= Gen Horiuchi =

Japanese ballet dancer and choreographer

Gen Horiuchi (堀内 元) is a Japanese ballet dancer and choreographer. He was a principal dancer of the New York City Ballet and is artistic director of the Saint Louis Ballet Company.

==Biography==

Gen Horiuchi (Hajime Gen Horiuchi) was born in Tokyo, Japan on 29 August 1964. He was raised in a ballet family: his parents were both professional dancers and own their own studio in Tokyo.

In 1980, Horiuchi won the Prix de Lausanne, the international ballet competition in Switzerland. He then received a scholarship to study at the School of American Ballet.

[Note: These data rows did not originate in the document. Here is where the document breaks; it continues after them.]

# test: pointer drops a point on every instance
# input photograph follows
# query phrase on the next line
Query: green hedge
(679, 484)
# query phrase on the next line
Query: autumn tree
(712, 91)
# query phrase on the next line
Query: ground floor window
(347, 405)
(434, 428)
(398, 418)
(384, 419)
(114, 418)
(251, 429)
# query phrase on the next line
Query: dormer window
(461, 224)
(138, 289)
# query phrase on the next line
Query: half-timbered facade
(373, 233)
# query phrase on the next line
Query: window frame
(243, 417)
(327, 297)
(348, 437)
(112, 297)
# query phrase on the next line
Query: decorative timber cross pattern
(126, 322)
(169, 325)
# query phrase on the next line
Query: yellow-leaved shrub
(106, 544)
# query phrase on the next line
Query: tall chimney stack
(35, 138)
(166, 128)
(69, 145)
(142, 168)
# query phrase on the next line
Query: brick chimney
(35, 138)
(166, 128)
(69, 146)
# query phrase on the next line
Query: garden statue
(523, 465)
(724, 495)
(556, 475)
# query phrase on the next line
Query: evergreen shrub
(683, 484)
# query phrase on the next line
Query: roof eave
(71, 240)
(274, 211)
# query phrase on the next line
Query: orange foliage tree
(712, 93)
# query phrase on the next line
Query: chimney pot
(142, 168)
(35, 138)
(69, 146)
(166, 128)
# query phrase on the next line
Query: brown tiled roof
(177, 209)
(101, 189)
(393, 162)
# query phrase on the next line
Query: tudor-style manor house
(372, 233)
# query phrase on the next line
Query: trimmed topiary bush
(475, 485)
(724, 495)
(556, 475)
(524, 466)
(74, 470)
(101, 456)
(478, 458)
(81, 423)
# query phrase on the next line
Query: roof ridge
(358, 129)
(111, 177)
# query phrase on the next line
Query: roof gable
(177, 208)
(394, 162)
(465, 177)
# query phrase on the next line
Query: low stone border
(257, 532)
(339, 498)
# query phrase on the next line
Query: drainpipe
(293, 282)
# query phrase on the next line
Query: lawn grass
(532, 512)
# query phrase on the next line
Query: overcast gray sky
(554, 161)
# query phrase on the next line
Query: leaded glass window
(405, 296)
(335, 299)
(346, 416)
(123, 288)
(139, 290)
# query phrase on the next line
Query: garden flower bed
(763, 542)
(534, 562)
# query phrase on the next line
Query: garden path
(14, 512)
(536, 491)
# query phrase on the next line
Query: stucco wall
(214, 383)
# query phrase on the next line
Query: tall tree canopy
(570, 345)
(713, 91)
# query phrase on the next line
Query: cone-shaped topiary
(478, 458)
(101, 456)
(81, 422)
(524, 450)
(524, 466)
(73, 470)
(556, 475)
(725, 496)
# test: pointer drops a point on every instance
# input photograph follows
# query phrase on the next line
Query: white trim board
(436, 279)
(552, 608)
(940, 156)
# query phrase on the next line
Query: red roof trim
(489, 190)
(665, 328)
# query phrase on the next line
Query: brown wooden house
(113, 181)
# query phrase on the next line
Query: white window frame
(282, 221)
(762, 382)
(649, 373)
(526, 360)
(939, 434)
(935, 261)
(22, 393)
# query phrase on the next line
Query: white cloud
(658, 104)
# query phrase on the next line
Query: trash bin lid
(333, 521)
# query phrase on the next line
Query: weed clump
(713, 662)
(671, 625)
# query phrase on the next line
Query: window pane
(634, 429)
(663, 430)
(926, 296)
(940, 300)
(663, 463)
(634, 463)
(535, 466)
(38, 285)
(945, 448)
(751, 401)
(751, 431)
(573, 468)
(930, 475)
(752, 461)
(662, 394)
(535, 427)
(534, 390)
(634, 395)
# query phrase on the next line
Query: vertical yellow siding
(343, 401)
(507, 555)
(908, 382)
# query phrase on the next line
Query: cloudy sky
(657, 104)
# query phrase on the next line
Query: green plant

In 1982, he was invited by George Balanchine to join the New York City Ballet, where he became a principal dancer in 1989.
He appeared in the 1993 film The Nutcracker in the role of Chinese tea.
He played Mr. Mistoffelees in the musical "Cats", both on Broadway and in London's West End. He choreographed the opening ceremony of the Winter Olympics in Nagano, Japan. Since 1993 he has been a judge of the Prix de Lausanne.

Since 2000 he has been artistic director of the Saint Louis Ballet Company and School. He has created a dozen original works for the company. Under his direction, the school rose from 50 students in 2000 to 350 in 2008.